Glossary terms come from CLDR; the TM sentences are human translations shared with the D1 dataset. The term sits in a neutral [...] slot of a human-translated sentence. No synthetic translations are used. All upstream licenses are permissive and compatible with a CC-BY-4.0 open layer; upstream attribution notices accompany the release in THIRD_PARTY_NOTICES.md.

Construction method

Term selection: glossary terms are CLDR display names (territories, languages, currencies), rendered per target language with Babel 2.18.0. Each entry pairs the English display name with the prescribed target-language form (ref_term); the forbidden terms are other display names from the same CLDR category in the same language.
Sentence selection: sentence pairs are human translations reused from the D1 dataset (license inherited per segment). A bracketed [...] slot in the sentence holds the English term in the source and the prescribed term in the reference. In glossary records the slot holds the term twice ([world | world]), so the consistency check has two positions to compare.
Resource payloads: each record ships the resources the system must consume. Glossary records supply a glossary entry (required term plus forbidden synonyms). Exact-TM records supply a 100% match whose reuse is required. Fuzzy-TM records supply an 85% match whose target holds a stale term; copying it is the error. Conflict records supply a glossary entry and a 100% TM match that disagree; the glossary must win.
Splits: ~10/70/20, stratified by resource profile, partitioned by item_id.

Dataset-quality checks

Two checks are run on the dataset itself before release. They validate the benchmark, not any particular MT system.
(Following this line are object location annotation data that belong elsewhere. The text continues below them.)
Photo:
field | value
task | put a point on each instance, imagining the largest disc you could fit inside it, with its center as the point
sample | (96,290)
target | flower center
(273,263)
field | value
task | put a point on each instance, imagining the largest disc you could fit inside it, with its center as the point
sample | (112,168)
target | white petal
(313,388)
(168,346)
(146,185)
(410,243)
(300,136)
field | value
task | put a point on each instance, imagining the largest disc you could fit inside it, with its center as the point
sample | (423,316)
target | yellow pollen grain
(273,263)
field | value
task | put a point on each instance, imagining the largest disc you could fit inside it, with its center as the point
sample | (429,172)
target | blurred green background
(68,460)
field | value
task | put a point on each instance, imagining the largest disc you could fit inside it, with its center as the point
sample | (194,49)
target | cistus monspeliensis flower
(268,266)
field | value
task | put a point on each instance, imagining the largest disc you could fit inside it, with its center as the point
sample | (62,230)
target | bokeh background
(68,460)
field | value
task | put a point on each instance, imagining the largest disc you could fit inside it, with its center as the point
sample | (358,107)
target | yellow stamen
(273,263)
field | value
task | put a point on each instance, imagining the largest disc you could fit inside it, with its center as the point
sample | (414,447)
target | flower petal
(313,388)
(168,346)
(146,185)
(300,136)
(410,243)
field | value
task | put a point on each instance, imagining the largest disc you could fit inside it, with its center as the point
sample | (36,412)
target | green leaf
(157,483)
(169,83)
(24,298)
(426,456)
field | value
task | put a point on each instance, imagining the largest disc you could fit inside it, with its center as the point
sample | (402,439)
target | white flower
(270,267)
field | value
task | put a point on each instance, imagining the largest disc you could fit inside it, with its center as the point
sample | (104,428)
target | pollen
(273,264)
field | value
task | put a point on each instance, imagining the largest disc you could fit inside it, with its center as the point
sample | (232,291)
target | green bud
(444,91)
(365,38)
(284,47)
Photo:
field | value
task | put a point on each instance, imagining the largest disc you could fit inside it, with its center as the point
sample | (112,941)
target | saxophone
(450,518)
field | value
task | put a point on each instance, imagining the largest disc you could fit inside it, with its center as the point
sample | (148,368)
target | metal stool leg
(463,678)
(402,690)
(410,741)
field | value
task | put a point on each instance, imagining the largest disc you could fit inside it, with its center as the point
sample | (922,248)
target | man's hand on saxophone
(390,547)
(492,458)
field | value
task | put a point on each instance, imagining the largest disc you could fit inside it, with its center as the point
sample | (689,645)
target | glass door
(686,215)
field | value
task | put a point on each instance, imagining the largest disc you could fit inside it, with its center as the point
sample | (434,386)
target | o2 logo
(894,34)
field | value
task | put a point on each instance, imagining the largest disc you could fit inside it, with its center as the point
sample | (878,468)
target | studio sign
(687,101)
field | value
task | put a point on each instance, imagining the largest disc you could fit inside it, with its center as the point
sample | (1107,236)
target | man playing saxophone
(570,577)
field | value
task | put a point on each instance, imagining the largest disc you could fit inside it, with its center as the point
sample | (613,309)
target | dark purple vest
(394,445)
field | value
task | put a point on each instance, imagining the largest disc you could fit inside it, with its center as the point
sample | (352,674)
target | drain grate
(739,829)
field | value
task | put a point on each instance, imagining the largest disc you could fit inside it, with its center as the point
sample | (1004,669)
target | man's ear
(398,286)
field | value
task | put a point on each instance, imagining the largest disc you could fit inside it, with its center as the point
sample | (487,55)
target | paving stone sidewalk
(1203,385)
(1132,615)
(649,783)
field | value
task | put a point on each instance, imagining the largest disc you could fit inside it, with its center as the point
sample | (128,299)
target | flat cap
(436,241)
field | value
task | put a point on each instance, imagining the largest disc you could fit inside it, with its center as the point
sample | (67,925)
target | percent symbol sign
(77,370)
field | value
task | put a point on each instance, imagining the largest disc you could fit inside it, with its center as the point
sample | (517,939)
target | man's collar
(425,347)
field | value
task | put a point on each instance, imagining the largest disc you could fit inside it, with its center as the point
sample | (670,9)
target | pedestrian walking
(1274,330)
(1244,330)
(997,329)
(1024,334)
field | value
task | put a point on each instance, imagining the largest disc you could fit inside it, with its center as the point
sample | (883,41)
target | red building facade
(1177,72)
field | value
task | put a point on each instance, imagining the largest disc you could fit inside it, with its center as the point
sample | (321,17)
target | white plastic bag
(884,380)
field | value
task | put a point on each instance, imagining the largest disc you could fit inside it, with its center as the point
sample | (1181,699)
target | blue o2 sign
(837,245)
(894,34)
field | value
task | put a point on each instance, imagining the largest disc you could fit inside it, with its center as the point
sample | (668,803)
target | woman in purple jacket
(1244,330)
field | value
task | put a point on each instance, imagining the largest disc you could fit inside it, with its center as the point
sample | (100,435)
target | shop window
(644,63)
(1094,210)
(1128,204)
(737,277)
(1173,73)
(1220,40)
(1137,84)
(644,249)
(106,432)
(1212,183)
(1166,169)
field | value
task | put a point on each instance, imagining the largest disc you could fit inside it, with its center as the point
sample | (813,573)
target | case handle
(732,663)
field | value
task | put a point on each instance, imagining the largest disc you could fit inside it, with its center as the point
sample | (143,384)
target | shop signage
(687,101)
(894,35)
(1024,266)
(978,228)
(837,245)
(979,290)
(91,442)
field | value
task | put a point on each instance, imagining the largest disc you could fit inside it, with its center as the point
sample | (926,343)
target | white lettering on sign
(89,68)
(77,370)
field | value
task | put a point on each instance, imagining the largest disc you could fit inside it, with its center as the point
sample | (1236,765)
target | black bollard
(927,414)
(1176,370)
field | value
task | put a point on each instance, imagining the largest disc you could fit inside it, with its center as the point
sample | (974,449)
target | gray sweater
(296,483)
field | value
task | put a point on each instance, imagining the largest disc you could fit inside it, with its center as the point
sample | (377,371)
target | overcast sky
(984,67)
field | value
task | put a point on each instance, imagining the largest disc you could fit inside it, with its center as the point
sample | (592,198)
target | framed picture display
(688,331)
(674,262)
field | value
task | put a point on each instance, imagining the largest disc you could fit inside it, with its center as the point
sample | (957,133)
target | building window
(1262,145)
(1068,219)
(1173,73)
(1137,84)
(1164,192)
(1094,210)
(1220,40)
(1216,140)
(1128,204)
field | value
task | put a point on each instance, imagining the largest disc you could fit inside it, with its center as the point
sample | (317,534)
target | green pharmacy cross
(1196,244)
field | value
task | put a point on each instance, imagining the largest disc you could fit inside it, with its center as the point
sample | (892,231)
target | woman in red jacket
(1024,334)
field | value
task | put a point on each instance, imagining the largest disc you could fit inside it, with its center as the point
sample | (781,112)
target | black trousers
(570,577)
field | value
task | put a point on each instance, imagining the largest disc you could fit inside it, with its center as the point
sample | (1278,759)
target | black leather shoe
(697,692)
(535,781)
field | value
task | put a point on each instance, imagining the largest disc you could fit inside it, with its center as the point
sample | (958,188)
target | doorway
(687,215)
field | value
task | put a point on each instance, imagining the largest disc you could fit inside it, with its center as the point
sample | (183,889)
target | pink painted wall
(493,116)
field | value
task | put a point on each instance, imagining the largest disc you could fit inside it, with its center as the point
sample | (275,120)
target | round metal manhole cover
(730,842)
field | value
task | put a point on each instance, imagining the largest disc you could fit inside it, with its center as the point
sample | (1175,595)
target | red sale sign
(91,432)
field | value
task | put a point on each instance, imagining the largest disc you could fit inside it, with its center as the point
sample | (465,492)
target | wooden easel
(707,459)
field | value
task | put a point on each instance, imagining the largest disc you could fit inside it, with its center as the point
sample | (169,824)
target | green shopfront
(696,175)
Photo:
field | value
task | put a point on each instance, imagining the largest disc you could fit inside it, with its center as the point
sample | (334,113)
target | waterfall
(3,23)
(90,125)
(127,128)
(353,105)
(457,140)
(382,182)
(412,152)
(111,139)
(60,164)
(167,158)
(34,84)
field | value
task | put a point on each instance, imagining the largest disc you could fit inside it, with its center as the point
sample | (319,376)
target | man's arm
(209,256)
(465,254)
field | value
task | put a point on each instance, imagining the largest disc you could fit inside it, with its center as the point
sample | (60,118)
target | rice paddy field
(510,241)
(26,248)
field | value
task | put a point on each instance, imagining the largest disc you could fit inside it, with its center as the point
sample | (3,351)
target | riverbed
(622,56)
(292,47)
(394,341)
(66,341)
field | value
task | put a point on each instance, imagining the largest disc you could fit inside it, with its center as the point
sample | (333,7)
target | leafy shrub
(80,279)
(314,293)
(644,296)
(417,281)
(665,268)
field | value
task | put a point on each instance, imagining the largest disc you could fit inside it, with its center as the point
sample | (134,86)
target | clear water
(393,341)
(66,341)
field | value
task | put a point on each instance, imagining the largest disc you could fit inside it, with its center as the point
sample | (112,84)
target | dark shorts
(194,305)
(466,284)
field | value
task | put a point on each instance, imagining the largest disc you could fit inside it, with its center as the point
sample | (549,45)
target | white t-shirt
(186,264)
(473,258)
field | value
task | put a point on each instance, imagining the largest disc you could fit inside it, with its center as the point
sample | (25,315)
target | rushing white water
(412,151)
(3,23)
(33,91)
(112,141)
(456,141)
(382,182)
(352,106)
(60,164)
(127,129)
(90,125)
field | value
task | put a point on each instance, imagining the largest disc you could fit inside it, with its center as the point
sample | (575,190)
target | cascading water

Discrimination check (K1): can the dataset separate systems that follow the supplied resources from systems that do not? Contrasting baseline systems are scored with the real scoring script, and the damaging baselines must come out significantly worse (paired bootstrap, p-value below 0.05 - that is, the gap is too large to be chance).
False-positive check (K2): does the scoring script ever flag a correct human translation as an error? The released references and legal variants of them are rescored; the target is 0%.

Check	Result
Discrimination (K1)	PASS - resource-ignoring baselines score 0% where a resource-aware system scores 100%, separated on 6 of 6 error categories (paired bootstrap p-value below 0.05); targeted violators (a glossary violator at 70.6%, a fuzzy-match copier at 76.5%) are caught on their target categories. The baselines are simulated corruption operators scored with the real scoring script.
False positives (K2)	PASS - 0.0% flips over 13,770 legal variants
Reference self-check	4,590/4,590 - every released reference passes the scoring script
Croissant 1.0	`croissant.json`, mlcroissant-validated

Reproducibility

The build is deterministic and seeded; rebuilding produces a bit-identical package, and checksums.sha256 (shipped in the archive) verifies a download. The glossary terms come from public CLDR, but the TM sentences are shared with D1 and largely withheld, so the open layer alone does not regenerate the test and hidden splits.

The scoring script and the full build pipeline are open-source at https://github.com/Prompsit/prompsit-mdc - the dataset content itself is distributed here on MDC.

Scope boundaries

Term adherence is checked as an exact surface match of the prescribed term (ref_term).
The term sits in a neutral [...] slot of a human-translated sentence; the surrounding prose is not scored.
The baselines are simulated corruption operators; results from a live MT engine that consumes the resources are not included in this package.